Will a dirty helmet show how capable a firefighter you really are? Will a clean helmet set an example? 

Linda Willing, a retired career fire officer, shared her thoughts on the issue:

When I was a young firefighter in the 1980s, how dirty your bunker gear was indicated how much fire you had experienced. It was a badge of honor to have filthy bunker gear, but it was also a matter of necessity, as we had no way to practically clean our gear and no alternate gear to use when ours became contaminated, soaked or damaged.

Thankfully, times have changed. Now many departments have strict policies about the care and cleaning of protective gear. More departments are supplying multiple sets of gear to members so they are never forced to continue using gear that has been contaminated.

These positive changes have come about for several reasons. There is now solid research that shows the dangers associated with residual contaminants on protective gear. But more importantly, the culture has changed, and this is a function of leadership. When department leaders, both formal and informal, refuse to go along with the dirty gear equals awesome firefighter standard, everyone can begin to change perspective to one that is safer for all.

I recently posted a photo of myself and another firefighter taken at a training exercise in the early 1980s. The bunker gear we were wearing was absolutely filthy. The first comment from a current firefighter was horror and disbelief we would use gear in that condition. That’s progress.

Phil Stittleburg, fire chief and past chair of the National Volunteer Fire Council, shared his perspective:

There was so much that we didn’t know, back in “the good old days” and a lot that we still don’t. What we did know for sure, though, was that the guy (back then, it was almost certainly a guy) with the dirtiest gear was the toughest, bravest, best firefighter on the department.

At this point, we’ve pretty much gotten past all of that, but we’re left with a new problem: How does the alpha male or female mark their territory now? Maybe it will be by wearing the most faded gear, showing they still do the hardest and dirtiest work, so their gear needs the most frequent laundering.

I’m not sure what the real answer is, but I’m pretty sure about this part: The dirty gear was a badge of honor. It actually served a purpose. It bestowed an informal mark of distinction on the wearer. It signified achievement that was recognized by the rest of the department. You could actually see whom you’d count on in a pinch.

We still need the alpha males and females. They are often the informal leaders and are important, if not critical, to group effectiveness. What we also need is a way to let them mark their territory that doesn’t involve killing themselves.

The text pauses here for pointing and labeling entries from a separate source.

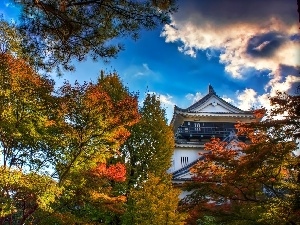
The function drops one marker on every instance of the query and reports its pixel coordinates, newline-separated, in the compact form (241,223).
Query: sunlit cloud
(194,97)
(252,35)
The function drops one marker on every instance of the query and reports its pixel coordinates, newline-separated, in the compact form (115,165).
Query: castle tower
(209,117)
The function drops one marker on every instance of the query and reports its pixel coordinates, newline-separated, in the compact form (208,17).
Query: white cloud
(247,36)
(227,99)
(194,97)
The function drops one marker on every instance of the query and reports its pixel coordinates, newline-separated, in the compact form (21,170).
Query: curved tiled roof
(211,93)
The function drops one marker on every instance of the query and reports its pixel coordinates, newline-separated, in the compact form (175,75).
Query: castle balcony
(203,132)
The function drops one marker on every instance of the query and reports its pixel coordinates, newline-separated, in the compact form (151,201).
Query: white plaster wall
(191,153)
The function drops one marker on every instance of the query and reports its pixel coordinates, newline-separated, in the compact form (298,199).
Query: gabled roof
(211,105)
(211,93)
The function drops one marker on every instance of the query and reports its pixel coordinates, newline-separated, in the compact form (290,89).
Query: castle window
(184,160)
(197,126)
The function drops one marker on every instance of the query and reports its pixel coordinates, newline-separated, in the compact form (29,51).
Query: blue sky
(245,49)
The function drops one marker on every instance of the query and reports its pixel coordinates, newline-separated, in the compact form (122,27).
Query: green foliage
(63,135)
(151,198)
(21,194)
(150,147)
(25,103)
(58,26)
(154,202)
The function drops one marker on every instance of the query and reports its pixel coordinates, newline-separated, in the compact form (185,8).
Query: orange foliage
(116,172)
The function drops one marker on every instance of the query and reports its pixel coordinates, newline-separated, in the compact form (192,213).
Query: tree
(255,182)
(50,143)
(58,31)
(94,121)
(150,147)
(151,198)
(154,202)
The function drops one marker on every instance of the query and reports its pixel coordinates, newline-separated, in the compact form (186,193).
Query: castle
(209,117)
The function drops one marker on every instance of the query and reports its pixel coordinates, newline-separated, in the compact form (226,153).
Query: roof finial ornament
(211,90)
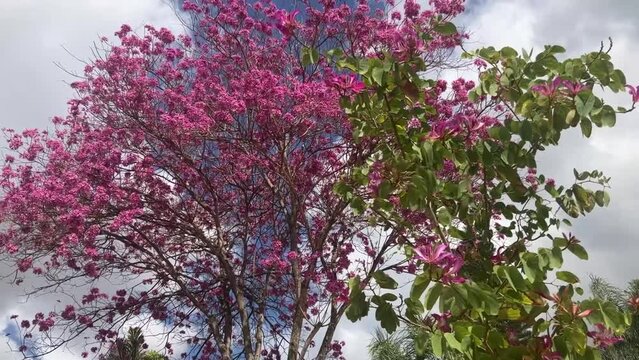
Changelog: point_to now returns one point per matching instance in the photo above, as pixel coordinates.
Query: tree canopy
(270, 172)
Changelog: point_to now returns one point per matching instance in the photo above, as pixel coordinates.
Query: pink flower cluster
(443, 258)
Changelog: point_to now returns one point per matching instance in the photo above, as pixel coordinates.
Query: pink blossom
(603, 337)
(548, 89)
(634, 92)
(347, 83)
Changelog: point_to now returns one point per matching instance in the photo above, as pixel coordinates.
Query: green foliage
(505, 306)
(603, 290)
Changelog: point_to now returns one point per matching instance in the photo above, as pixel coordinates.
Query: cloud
(580, 26)
(35, 35)
(34, 32)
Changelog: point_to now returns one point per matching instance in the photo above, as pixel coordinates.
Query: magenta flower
(414, 123)
(574, 88)
(441, 321)
(603, 337)
(286, 22)
(431, 255)
(348, 83)
(548, 89)
(634, 91)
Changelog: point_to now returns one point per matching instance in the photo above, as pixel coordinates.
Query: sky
(40, 38)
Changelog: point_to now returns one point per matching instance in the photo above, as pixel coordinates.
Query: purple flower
(431, 255)
(548, 89)
(603, 337)
(348, 83)
(574, 88)
(634, 91)
(414, 123)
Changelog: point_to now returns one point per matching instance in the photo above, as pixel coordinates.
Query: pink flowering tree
(454, 175)
(258, 180)
(198, 171)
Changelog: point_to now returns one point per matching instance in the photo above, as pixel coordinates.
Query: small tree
(231, 177)
(624, 299)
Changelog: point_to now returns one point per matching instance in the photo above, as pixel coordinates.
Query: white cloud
(34, 36)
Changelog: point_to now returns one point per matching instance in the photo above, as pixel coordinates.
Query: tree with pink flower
(258, 181)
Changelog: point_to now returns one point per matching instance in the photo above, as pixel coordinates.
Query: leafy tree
(624, 299)
(263, 177)
(132, 348)
(403, 345)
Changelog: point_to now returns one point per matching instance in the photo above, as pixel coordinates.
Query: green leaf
(421, 342)
(378, 75)
(585, 198)
(358, 306)
(432, 295)
(419, 285)
(509, 313)
(437, 343)
(532, 267)
(452, 341)
(567, 276)
(309, 56)
(586, 127)
(602, 198)
(446, 28)
(385, 314)
(414, 308)
(443, 216)
(508, 52)
(514, 277)
(579, 251)
(607, 116)
(584, 107)
(384, 281)
(526, 131)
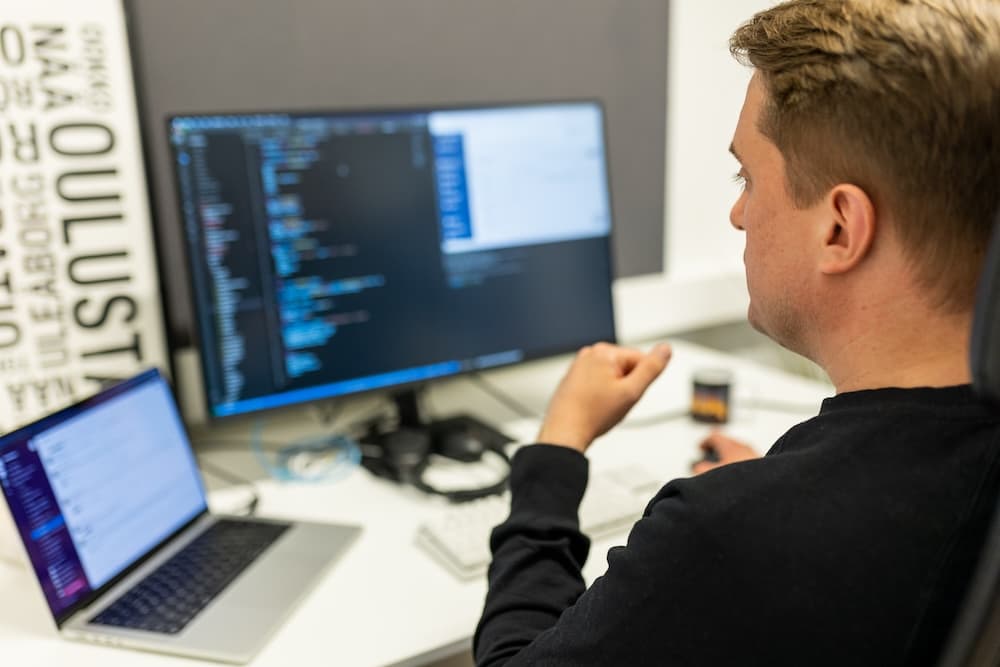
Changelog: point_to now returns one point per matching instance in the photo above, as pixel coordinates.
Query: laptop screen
(95, 487)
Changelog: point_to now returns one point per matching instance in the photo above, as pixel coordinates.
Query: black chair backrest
(975, 639)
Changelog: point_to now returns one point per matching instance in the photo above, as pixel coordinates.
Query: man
(869, 151)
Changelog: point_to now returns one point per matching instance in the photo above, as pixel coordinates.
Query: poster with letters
(79, 293)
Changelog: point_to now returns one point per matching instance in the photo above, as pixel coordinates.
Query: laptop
(108, 501)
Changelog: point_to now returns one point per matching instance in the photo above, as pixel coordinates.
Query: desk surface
(386, 602)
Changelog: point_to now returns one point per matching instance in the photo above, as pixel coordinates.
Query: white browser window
(532, 175)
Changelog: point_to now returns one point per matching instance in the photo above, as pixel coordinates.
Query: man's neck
(910, 347)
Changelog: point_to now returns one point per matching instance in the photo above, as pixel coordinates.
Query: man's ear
(849, 229)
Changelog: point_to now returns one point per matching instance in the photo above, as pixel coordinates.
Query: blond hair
(899, 97)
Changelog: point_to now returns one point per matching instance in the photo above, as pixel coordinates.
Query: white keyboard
(459, 536)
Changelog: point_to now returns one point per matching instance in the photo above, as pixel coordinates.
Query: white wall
(703, 282)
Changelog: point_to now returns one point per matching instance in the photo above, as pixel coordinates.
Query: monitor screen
(335, 253)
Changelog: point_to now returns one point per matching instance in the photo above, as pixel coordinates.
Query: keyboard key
(174, 593)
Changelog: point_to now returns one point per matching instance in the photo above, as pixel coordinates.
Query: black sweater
(850, 543)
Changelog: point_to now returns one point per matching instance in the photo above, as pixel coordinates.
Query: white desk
(387, 602)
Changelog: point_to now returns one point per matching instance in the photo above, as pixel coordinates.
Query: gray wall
(247, 55)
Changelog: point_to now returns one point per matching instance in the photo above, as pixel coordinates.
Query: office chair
(975, 638)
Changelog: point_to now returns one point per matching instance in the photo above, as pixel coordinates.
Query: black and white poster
(79, 294)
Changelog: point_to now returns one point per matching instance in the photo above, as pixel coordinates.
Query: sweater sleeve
(538, 552)
(648, 607)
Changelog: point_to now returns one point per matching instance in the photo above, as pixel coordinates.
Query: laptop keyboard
(167, 599)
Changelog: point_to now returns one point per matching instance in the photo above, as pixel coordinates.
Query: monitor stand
(408, 409)
(405, 445)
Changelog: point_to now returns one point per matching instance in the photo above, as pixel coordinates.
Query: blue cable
(345, 451)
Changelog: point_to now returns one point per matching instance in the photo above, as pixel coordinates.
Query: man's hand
(721, 450)
(599, 389)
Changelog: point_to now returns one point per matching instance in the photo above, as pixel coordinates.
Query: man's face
(776, 257)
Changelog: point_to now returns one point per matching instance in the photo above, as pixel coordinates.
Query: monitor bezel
(197, 334)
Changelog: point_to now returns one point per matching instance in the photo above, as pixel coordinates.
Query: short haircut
(901, 98)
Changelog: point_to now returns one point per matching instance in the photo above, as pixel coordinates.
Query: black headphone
(404, 454)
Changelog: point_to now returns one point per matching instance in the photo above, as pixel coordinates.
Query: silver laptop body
(106, 491)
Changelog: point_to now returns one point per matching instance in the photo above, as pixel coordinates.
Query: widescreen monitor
(334, 253)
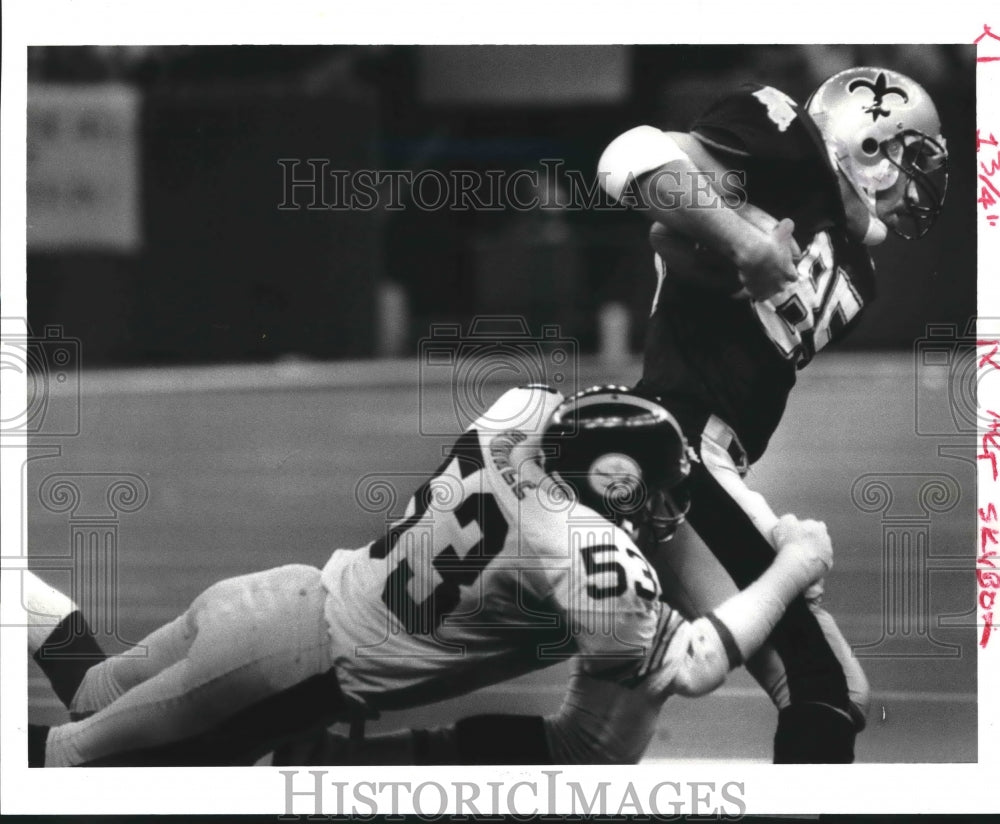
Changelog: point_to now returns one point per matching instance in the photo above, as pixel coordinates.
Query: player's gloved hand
(807, 542)
(766, 261)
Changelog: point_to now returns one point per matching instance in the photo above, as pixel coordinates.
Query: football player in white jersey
(512, 556)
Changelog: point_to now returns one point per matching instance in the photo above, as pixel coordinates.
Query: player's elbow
(632, 156)
(705, 665)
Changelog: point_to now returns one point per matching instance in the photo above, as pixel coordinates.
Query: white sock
(46, 607)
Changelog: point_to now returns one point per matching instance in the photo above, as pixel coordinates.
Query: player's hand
(808, 542)
(767, 261)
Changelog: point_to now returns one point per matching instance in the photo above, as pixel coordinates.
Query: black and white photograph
(456, 425)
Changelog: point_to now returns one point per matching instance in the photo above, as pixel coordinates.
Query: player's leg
(59, 637)
(807, 669)
(252, 638)
(112, 678)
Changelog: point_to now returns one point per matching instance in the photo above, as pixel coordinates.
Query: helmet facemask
(912, 204)
(883, 134)
(624, 456)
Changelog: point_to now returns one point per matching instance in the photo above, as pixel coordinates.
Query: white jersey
(493, 571)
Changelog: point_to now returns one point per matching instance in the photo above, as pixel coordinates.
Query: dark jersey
(707, 353)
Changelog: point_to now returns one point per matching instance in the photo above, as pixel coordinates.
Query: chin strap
(876, 232)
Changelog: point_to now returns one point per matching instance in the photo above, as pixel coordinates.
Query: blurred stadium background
(251, 363)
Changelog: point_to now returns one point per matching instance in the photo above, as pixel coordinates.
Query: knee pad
(814, 734)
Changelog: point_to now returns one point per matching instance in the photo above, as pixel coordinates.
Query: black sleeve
(765, 135)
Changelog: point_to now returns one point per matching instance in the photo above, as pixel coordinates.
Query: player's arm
(698, 655)
(690, 194)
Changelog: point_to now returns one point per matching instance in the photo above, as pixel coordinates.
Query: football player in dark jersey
(762, 214)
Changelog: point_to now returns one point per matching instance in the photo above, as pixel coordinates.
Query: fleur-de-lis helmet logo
(881, 89)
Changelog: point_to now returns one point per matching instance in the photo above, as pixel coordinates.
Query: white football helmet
(884, 134)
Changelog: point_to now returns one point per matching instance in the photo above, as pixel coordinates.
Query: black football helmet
(623, 455)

Jason Caughey, the fire chief of Laramie County Fire District #2 in Cheyenne, Wyoming, shared his department’s approach:

As our organizations evolve to meet our communities’ needs, the American fire service finds itself in an identity crisis. For most organizations, the number of working fires in comparison to the number of medical, vehicle accidents and service calls has greatly been reduced. We find ourselves being challenged to hold on to what we believe is our identity – the salty identity.

At the same time, we are asking our communities and state to recognize that cancer is a major threat to the health of our members. Our behavior of not wearing our SCBA on every fire, not washing our gear after ever fire or having a second set of gear contradicts the fact that we have identified the cancer risk associated with fires.

So why do we need the badge of honor? The salty gear or burnt helmet? As Chief Brunacini would say “ego eats brains.” Our ego or need to have a “sexy cool” image is, for many, more important than our long-term health.